Capítulo 95: Salão de Sienna (4/8)
Eugene ficou ali por alguns instantes, lendo o diário de pesquisa de Sienna. Quando sentiu que sua cabeça começaria a girar, fechou o livro e olhou ao redor. Parecia haver cerca de uma centena de volumes guardados ali.
Após lançar um olhar por todos eles, Eugene abriu a boca e perguntou:
— Não há nenhum caderno pessoal da Sienna? Algo que não fale sobre magia?
— Não há — afirmou Mer. — Pouco antes de se recolher, a Dama Sienna apagou todas as anotações pessoais que havia deixado em sua mansão.
— Parece que ela foi mesmo cuidadosa em apagar seus rastros.
— Isso só mostra o quanto ela não queria que ninguém soubesse para onde estava indo.
— E o que você acha disso? — Eugene perguntou, devolvendo o diário à estante de onde o tirara. — Há muita especulação sobre onde a Dama Sienna pode ter ido. Alguns dizem que foi para Helmuth, outros dizem que foi para a Floresta Samar… e alguns até afirmam que foi assassinada pelos magos negros.
— Eu acredito que ela foi para a Floresta Samar — respondeu Mer com um leve encolher de ombros. — Embora muita gente ache que ela possa ter ido para Helmuth, pelo que me lembro, a Dama Sienna não era o tipo de pessoa que faria algo tão imprudente e impossível. Claro… até o momento em que se recolheu, a Dama Sienna era a pessoa mais linda e poderosa que conheço. Mas enfrentar sozinha os Reis Demônios de Helmuth… não era algo que ela faria.
— Também concordo com isso — Eugene assentiu.

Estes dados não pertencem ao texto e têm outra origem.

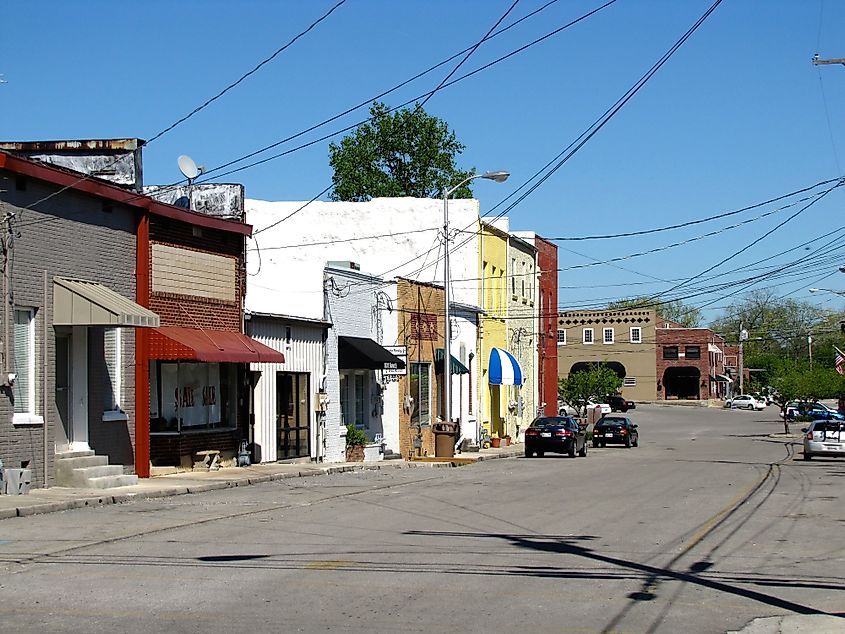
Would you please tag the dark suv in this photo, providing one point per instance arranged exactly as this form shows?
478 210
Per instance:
619 404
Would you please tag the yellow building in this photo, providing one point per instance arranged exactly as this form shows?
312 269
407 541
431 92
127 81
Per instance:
496 396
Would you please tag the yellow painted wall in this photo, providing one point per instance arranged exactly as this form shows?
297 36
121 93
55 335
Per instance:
493 258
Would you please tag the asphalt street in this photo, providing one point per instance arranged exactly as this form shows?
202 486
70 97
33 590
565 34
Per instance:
707 525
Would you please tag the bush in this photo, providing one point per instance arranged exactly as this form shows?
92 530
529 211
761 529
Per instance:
355 437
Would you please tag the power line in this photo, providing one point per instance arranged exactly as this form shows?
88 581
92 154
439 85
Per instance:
243 77
406 103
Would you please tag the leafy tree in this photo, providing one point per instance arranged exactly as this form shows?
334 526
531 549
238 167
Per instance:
406 152
592 384
776 326
675 310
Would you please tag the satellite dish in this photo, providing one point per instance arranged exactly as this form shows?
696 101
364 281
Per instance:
188 167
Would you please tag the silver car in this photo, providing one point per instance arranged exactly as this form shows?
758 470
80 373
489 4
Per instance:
824 438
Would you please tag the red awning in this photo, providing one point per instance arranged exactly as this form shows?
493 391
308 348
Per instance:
171 343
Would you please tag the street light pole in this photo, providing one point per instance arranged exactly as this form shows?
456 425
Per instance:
498 177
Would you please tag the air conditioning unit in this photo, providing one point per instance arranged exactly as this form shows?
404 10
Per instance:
344 264
17 481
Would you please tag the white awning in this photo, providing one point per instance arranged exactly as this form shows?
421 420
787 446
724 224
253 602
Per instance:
84 303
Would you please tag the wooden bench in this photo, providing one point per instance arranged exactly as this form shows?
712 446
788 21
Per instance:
208 460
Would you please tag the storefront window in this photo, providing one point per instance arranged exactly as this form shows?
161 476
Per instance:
192 396
421 393
353 399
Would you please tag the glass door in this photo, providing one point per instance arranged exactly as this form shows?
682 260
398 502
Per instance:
293 412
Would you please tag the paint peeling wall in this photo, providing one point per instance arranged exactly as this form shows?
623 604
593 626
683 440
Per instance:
222 200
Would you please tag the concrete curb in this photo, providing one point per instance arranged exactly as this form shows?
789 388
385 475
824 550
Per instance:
77 500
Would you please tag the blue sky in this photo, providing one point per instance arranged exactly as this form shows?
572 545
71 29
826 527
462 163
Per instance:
737 116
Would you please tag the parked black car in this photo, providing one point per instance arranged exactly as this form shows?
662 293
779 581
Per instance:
558 434
615 429
619 404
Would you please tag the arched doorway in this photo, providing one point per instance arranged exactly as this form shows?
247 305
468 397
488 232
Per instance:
583 366
682 383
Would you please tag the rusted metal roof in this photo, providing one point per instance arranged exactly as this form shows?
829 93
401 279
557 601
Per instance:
93 145
91 185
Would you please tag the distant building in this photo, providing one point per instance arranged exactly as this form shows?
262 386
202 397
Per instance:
690 363
623 339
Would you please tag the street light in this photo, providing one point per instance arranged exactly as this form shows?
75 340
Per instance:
826 290
499 177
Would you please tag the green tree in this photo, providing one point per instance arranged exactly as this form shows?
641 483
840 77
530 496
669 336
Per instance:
675 310
404 152
592 384
797 381
777 327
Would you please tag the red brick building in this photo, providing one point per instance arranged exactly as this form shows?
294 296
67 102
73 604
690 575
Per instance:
690 363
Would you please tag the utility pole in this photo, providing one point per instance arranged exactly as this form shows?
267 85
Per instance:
817 61
743 335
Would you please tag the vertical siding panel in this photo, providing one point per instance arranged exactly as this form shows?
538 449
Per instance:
304 355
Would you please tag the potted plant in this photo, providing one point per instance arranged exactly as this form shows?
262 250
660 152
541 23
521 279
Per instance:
355 441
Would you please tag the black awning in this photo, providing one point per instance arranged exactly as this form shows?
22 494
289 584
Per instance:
360 353
457 366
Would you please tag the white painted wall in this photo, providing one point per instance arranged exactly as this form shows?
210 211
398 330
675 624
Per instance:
387 237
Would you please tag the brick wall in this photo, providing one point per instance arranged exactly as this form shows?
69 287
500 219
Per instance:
413 300
709 364
547 362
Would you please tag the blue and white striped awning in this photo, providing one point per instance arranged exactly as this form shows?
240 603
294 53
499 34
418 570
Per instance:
504 368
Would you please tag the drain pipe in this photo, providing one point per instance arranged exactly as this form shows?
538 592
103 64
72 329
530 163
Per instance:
45 321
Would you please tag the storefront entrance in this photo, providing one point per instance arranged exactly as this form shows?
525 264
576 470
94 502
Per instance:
293 412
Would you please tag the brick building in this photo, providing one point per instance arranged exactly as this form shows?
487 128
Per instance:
623 339
71 282
690 363
546 322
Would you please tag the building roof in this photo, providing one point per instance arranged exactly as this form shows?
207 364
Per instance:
97 187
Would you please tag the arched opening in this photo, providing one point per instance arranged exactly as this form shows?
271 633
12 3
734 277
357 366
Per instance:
583 366
682 383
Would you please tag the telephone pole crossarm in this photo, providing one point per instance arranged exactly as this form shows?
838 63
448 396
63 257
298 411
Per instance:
818 61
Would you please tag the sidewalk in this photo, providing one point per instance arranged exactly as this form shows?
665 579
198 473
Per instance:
63 499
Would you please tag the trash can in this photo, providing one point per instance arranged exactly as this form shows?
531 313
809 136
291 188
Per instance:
445 437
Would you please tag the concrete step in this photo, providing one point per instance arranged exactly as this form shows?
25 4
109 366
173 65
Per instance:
112 481
74 454
67 467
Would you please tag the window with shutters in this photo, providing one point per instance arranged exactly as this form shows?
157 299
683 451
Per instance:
24 384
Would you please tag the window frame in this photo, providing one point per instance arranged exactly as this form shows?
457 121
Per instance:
415 369
29 415
670 357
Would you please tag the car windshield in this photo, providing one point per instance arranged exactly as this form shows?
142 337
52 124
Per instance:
553 420
615 421
829 426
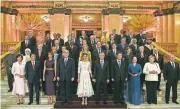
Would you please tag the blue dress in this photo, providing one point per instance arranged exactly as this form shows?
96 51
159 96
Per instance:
134 92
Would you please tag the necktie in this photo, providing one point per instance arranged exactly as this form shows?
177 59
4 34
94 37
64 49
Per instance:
26 43
33 65
156 57
65 62
119 64
102 64
173 64
99 51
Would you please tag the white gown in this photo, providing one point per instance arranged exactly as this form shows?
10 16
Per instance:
19 85
85 88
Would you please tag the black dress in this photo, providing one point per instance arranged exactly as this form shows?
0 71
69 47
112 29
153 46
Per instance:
49 76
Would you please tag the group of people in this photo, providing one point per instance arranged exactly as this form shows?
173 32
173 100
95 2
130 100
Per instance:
110 60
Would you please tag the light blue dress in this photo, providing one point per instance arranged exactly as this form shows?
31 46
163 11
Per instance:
134 92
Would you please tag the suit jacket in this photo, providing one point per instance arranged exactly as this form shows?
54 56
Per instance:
23 47
119 73
142 59
49 43
61 42
66 72
121 49
95 54
43 57
128 39
134 50
140 39
33 75
160 60
110 44
101 74
73 52
170 73
112 56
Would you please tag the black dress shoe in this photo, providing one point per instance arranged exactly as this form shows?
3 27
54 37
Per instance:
105 102
97 102
69 102
29 103
10 90
115 102
122 102
159 89
175 102
62 103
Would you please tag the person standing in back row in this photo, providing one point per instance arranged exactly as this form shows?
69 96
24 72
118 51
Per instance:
32 75
66 75
171 77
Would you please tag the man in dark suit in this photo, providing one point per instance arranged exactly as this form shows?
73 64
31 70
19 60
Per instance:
134 46
122 47
171 77
111 42
33 75
58 37
41 56
160 60
101 77
96 51
119 76
66 74
48 42
9 60
32 40
91 43
141 38
84 36
25 44
129 37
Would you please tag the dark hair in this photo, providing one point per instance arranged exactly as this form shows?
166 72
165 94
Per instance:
33 54
19 55
119 53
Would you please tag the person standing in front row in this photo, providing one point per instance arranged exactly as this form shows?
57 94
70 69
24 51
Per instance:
66 74
20 87
33 74
85 88
101 77
9 60
119 76
134 90
171 77
49 76
151 71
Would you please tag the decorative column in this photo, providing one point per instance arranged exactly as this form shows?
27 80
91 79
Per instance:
170 23
60 21
177 25
113 19
165 26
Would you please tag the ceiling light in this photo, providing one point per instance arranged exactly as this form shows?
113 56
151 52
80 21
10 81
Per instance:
86 18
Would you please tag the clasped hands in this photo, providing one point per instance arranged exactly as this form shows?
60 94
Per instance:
58 78
153 72
107 81
21 76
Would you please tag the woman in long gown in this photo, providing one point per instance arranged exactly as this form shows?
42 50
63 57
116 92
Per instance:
49 76
19 85
85 88
27 56
134 95
85 49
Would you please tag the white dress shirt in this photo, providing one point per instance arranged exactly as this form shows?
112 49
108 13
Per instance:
148 67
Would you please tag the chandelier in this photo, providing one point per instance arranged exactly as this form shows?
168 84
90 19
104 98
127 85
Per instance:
85 18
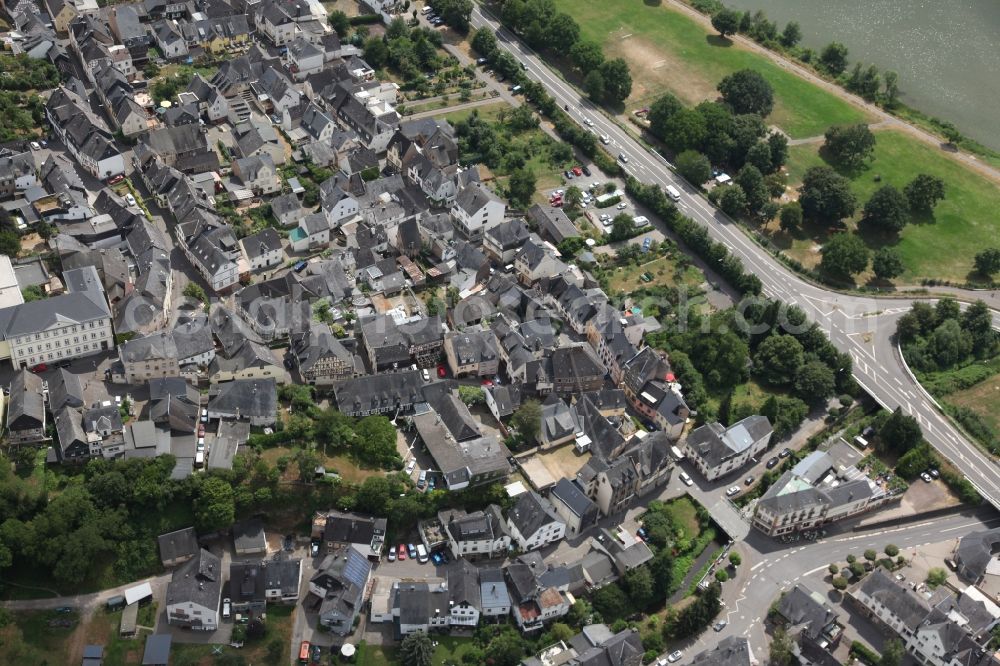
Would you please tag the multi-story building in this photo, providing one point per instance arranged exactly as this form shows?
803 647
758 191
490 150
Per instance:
717 451
72 325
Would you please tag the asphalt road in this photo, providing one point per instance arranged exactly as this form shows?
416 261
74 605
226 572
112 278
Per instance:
857 325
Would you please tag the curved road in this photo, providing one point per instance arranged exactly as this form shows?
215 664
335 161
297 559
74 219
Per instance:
857 325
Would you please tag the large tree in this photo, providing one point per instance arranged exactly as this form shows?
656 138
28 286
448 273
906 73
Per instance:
617 80
849 145
814 381
694 166
778 359
587 55
900 432
665 106
527 420
887 263
844 256
826 196
726 21
746 91
924 192
887 209
833 58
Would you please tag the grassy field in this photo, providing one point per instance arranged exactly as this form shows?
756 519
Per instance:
940 247
668 50
488 112
664 271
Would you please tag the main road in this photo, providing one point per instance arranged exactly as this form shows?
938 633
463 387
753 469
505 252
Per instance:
859 326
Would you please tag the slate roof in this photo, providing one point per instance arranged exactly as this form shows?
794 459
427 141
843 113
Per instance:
531 512
245 398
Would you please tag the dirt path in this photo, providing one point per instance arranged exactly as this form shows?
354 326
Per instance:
886 119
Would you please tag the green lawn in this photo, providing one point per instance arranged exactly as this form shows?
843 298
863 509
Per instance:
668 50
450 649
941 247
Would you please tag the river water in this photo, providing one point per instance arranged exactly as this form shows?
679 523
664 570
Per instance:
946 52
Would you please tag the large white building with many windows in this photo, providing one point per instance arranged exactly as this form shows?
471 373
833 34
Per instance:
58 328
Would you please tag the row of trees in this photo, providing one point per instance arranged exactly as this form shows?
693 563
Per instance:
831 60
546 29
731 133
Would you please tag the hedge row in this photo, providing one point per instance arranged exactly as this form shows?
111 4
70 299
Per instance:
695 236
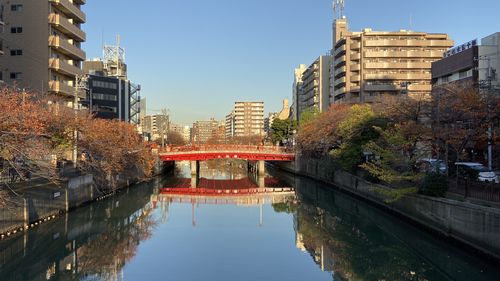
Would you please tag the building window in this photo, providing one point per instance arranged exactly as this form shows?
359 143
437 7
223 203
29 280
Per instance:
16 52
16 7
16 30
98 96
16 75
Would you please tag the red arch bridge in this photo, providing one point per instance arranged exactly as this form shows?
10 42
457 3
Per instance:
196 153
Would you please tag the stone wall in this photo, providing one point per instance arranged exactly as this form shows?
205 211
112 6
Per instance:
475 225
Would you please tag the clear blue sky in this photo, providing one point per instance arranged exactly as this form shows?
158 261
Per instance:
196 57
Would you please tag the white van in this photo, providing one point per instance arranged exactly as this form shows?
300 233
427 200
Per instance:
484 174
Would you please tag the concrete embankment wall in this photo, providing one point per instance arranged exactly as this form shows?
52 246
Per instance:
475 225
43 201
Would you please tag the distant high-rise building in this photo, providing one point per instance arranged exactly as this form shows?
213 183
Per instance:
229 126
248 119
296 90
43 39
156 125
369 64
204 131
314 89
111 95
474 62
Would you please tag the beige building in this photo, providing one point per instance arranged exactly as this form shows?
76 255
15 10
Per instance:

— E pensar que magos negros poderiam ter assassinado Sienna também é impensável. Embora hoje existam magos negros poderosos como Balzac Ludbeth em Aroth, duzentos anos atrás, os magos negros que viviam aqui eram todos insignificantes e fracos — disse Mer com desdém.
— Mas magos negros de Helmuth poderiam ter se infiltrado para assassiná-la — Eugene contrapôs, apenas por provocação.
— Ha! Isso é ainda mais absurdo. Sir Eugene, pense bem. A barreira mágica da Dama Sienna foi capaz até de bloquear a magia negra do Rei Demônio da Fúria — gritou Mer, agitada.
“Embora não tenha conseguido bloquear a magia negra do Belial”, Eugene anotou em silêncio.
Em termos de nível mágico, o lich Belial superava o Rei Demônio da Fúria. Isso, no entanto, não significava que Belial fosse mais forte.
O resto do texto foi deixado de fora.